As provided herein, a TGF-β1 inhibitor can be administered prophylactically or as a treatment for SARS-COV-2 infection. In some embodiments, at least one TGF-β1 inhibitor is administered to a subject at risk of infection by SARS-COV-2. Such subjects include, for example, first responders; doctors, nurses, and other medical professionals and staff; military personnel; and close friends and family of subjects infected by SARS-COV-2. In other embodiments, at least one TGF-β1 inhibitor is administered to a subject infected by SARS-COV-2.

In certain embodiments, a prophylactic or therapeutic effect may require administration of two or more doses of the at least one TGF-β1 inhibitor.

Also provided are medicaments for preventing or treating a SARS-COV-2 infection in a subject, the medicaments including at least one TGF-β1 inhibitor described herein.

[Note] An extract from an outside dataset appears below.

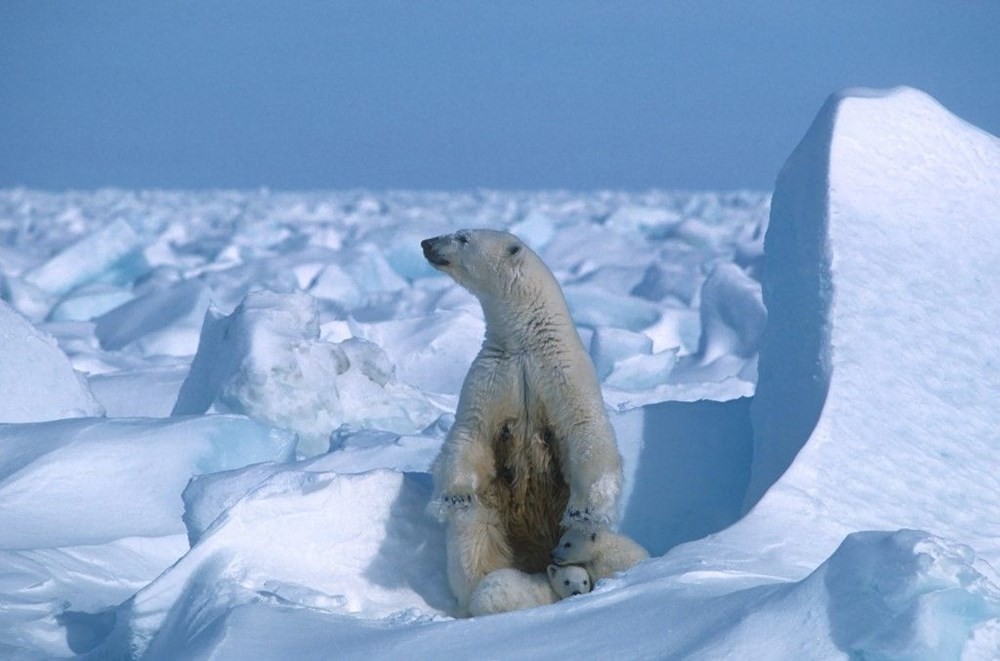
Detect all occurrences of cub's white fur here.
[552,529,649,582]
[421,230,622,609]
[469,565,592,616]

Also provided is a peptide comprising the sequence KRFK (SEQ ID NO: 2), a peptide comprising the sequence LLIGLAKRFKESPFEL (SEQ ID NO: 4) or a fragment of the same comprising KRFK and having 5, 6, 7, 8, 9, 10, 11, 12, 13, 14, or 15 amino acids of SEQ ID NO: 4, such as a fragment comprising amino acids 6-10, or amino acids 5-10, or amino acids 7-11, and so forth, of SEQ ID NO: 4, or a peptide sequence at least 75%, at least 80%, at least 85%, or at least 90% identical to SEQ ID NO: 4), or a nucleic acid encoding the same. The peptide or nucleic acid can be in a pharmaceutical composition that comprises one or more pharmaceutically acceptable adjuvants, carriers, vehicles, and/or excipients.

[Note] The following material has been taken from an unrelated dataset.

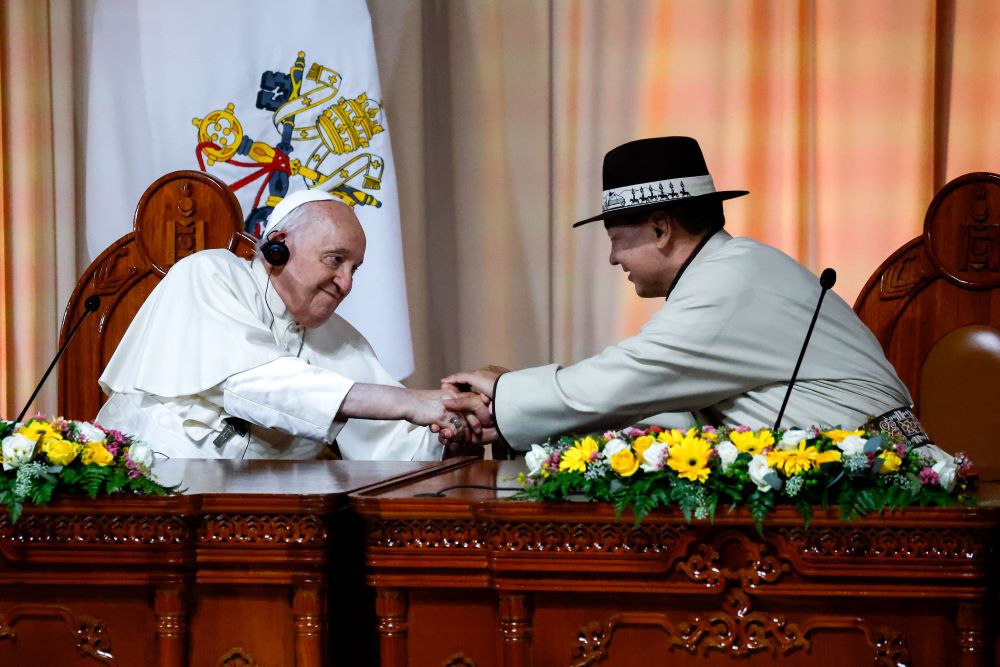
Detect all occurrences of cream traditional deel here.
[494,231,912,449]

Carriers, vehicles, excipients, adjuvants, diluents and auxiliary substances are known in the art and may be present in the pharmaceutical compositions. An adjuvant refers to an agent that non-specifically enhances the immune response to an antigen. Exemplary adjuvants are known in the art, and include inorganic compounds such as alum and aluminum salts, oils such as mineral oil, bacterial products such as inactivated mycobacteria or bacterial lipopolysaccharides, plant saponins, cytokines, squalene, Vitamin E, glucans, dextrans, and the like, and combinations thereof, such as Freund's adjuvant (complete or incomplete). An adjuvant may be selected to be a preferential inducer of either a TH1 or a TH2 type of response. The composition optionally further comprises one or more additional antigens. Examples of such additional antigens are other SARS-COV-2 proteins and/or capsular polysaccharides.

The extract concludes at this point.